My Diary from the Edge of the World
Jodi Lynn Anderson
Simon & Shuster, 2015 416 pgs
Come and explore alternate Earth as we read the journal of twelve-year-old Gracie. The world feels the same with the fast food restaurants and stores we are familiar with, yet is populated by mythical and dangerous creatures, such as dragons, yetis, krakens, and giants. Gracie lives in Maine with her parents and two siblings. The action begins as Gracie breaks her arm during a dragon migration and immediately the reader realizes that although the book feels like we are in the current world, something is not right. A black cloud swoops over Gracie's house indicating that someone in her family is going to die. Her brother has been sickly since birth and the family will do anything to save him. They all load into a Winnebago (with Gracie's schoolmate orphaned Oliver) and set off to the Smokey Mountains to elicit help from Gracie's estranged witch grandmother. Grandma sends them to California to try to find the "edge of the world", since the world is flat, which will lead them to the Extraordinary World, where there are no mythical creatures or black clouds (in other words: our world). The journey is dangerous since the wild is growing out and the creatures are destroying the roads and the family has many dangerous encounters along the way. At last they arrive in California, which is barely hanging onto civilization. Now they must hire an angel to protect them, as well as a ship willing to take them to the end of the world. Meanwhile, the cloud will not give up and relentlessly pursues them every step of the way. Gracie faithfully records all the adventures until their destination is reached and surprises await both the family and the reader.

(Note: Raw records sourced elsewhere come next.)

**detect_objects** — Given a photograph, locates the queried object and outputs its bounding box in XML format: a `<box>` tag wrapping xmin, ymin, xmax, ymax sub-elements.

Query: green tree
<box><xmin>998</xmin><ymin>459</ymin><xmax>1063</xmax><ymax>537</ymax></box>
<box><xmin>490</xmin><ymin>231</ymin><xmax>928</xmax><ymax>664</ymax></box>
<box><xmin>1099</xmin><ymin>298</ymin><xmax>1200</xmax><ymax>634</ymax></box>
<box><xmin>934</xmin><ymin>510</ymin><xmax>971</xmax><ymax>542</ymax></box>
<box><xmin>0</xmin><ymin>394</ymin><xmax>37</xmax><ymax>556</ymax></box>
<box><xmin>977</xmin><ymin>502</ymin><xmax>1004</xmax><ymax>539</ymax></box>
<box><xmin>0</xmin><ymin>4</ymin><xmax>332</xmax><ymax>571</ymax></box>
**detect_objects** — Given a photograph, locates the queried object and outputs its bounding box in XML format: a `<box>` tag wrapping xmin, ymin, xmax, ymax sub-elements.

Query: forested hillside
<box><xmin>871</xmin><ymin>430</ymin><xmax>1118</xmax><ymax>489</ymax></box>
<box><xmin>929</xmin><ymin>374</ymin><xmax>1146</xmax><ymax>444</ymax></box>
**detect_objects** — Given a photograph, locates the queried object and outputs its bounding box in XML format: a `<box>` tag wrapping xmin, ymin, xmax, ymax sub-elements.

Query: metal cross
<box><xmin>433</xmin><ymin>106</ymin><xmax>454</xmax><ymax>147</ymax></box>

This is a cool book. It falls under the category "smart kid fiction" and will be savored and devoured by said smart kids, who love books that spark their imagination. I label My Diary from the Edge of the World as both fantasy and science fiction. It is science fiction in that it is an alternate Earth and fantasy as it features mythical creatures. This book reminds me of American Gods by Neil Gaiman, a book for adults featuring creatures from folklore, although specific to our country, and an epic journey. The conception is great, the plot moves along nicely, offering surprises along the way, and the characters are realistic, developed, and likable. The big payoff comes at the end when the family and the reader finally reaches the end of the world and then encounters a further plot twist. Anderson next moves ahead six months at the very bitter end of the book, sewing everything up nicely for the reader and providing closure. I thought the bitter end portion cheapened what was a very well conceived book, but will make young readers happy. The good news is Anderson leaves nothing dangling forcing the reader to slug through two more titles. We definitely get closure. The book runs a bit long, but this will not scare the readership for this kind of story. The main character is a brave tom-boy and both male and female readers will relate to her and enjoy this story. My Diary from the Edge of the World is not for everyone, but is very original and adventurous and will appeal to kids who love to read and have big imaginations.